With the rise of Internet of Things (IoT), asset – seen as a thing – is seriously entering the MDM world. In buzzword language, these things are smart devices that produces big data we can use to gain much more insight about parties (in customer roles), products, locations and the things themselves.
In the old MDM world with party, product and location we had 3 types of relationships between entities in these domains. With the inclusion of asset/thing we have 3 more exiting relationship types.
The Old MDM World
1: Handling the relationship between a party at its location(s) is one of the core capabilities of a proper party MDM solution. The good old customer table is just not good enough as explained in the post A Place in Time.
2: Managing the relationship between parties and products is essential in supplier master data management and tracking the relationship between customers and products is a common use case as exemplified in the post Customer Product Matrix Management.
3: Some products are related to a location as told in the post Product Placement.
The New MDM World
4: We need to be aware of who owns, operates, maintains and have other party roles with any smart device being a part of the Internet of Things.
5: In order to make sense of the big data coming from fixed or moving smart devices we need to know the location context.
6: Further, we must include the product information of the product model for the smart devices.
Expanding to Business Ecosystems
In my eyes, it is hard to handle the 3 old relationship types separately within a given enterprise. When including things and the 3 new relationship types, expanding master data management to the business ecosystems you have with trading partners will be imperative as elaborated in the post Data Management Platforms for Business Ecosystems.
The use case has always been important in MDM. I think your post also points at the implications of IoT on the practice. If your IoT use case is asset maintenance, the IoT use case will call for much more precise master data. Before, someone called you if the asset was not working. Now, you may call on them because the sensor is sending information about an impending failure. Does your organization just show up because you have a contract (like you do with department X) or call first to see if they want it fixed because you do not have a contract? Is the asset at 123 main street, or at 123 main street, on the 17th floor in the southwest corridor behind ceiling panel 7? And if I am proactively arriving to prevent failure, I had better know that the product has a special configuration if I want to bring the right part.
Very good examples Gino. Thanks for adding in.
IoT and similar developments are indeed breathing new life to MDM. I like to emphasize the concept of “Installed Base” – the units of products and or services actually in use at a given time.
The nature of “Installed Base” naturally differs significantly depending on the nature of services/products.
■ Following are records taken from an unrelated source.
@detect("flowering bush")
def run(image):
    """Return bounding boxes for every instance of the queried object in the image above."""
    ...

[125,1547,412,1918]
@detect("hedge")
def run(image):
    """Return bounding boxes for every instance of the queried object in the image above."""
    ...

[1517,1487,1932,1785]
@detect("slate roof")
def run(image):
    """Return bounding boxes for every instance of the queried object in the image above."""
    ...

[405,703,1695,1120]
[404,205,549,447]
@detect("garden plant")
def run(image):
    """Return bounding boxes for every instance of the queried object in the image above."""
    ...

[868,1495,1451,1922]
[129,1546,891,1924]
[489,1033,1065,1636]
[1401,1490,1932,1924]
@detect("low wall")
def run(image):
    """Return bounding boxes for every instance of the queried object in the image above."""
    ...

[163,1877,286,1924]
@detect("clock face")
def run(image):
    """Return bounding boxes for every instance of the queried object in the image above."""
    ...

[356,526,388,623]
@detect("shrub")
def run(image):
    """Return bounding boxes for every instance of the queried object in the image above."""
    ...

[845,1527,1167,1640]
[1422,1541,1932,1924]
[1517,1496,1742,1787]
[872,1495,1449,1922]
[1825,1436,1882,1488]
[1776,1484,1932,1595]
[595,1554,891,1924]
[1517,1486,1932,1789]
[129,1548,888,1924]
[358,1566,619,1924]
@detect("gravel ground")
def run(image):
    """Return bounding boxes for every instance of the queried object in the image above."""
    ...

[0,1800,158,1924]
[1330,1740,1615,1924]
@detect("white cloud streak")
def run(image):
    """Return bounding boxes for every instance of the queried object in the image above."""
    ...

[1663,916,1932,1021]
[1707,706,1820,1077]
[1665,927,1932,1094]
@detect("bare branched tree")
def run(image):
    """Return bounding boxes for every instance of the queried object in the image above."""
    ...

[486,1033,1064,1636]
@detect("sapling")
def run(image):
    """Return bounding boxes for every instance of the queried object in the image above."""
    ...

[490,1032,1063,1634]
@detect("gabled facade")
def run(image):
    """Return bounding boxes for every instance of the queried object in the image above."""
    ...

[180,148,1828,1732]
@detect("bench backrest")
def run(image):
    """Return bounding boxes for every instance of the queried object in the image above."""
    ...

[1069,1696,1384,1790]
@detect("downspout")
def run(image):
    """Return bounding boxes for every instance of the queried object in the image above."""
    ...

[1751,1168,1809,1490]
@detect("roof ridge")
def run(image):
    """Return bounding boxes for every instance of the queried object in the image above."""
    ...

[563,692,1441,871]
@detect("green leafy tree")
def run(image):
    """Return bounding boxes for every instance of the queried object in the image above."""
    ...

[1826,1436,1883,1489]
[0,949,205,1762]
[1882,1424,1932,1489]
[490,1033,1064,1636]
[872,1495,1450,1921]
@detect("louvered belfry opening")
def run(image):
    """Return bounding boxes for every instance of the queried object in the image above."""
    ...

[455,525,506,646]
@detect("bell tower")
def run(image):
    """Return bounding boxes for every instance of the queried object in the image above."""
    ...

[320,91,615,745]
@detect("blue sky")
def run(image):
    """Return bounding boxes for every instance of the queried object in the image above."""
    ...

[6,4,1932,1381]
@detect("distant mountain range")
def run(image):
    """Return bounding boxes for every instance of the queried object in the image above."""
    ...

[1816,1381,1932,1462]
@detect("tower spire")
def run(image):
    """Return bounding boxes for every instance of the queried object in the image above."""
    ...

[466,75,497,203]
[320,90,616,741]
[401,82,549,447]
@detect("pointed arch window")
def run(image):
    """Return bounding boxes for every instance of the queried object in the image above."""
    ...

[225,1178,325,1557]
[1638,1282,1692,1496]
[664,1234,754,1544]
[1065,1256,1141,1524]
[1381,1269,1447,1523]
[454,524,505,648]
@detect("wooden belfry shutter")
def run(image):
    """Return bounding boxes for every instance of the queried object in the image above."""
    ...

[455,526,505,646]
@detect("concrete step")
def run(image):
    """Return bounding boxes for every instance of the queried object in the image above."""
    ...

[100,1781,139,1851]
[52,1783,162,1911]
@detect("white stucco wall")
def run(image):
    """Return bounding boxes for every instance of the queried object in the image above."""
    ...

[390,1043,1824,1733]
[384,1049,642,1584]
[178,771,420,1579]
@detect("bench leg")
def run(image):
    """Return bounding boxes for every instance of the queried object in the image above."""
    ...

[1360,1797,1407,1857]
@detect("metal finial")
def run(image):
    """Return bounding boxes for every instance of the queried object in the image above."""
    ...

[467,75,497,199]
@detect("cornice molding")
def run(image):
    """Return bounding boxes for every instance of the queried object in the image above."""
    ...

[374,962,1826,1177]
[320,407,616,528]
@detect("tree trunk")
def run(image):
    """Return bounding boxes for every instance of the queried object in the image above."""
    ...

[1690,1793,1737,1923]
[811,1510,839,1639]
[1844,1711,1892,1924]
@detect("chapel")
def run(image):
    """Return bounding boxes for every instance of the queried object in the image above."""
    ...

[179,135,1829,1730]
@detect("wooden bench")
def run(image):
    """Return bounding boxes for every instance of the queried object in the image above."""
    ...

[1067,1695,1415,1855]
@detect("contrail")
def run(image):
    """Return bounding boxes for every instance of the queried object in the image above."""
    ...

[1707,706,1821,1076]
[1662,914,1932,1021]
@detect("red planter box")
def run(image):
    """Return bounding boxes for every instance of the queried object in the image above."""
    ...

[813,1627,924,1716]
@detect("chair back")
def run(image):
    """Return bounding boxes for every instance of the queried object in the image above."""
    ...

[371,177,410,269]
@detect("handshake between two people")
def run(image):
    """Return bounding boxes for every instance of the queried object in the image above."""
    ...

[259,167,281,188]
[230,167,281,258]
If we’re talking about the base of installed “things” in an electric network making measurements of type X or talking about installed heavy machinery in mines (that may have IoT components) or about telecom services, the details vary wildly.
But the baseline stays: one needs to have the data about the Installed Base readily available, and much of that Installed Base data is, well, by its definition “Master Data”.
And like in Henrik your picture, this “Installed Base” data is not neatly falling to any existing domain, is not fully a new domain, but is a novel combination thereof.
Greetings from Finland, Kimmo
Thanks for commenting Kimmo. Yes, an ever recurring issue with master data is about which entities are still active in real life and which are not.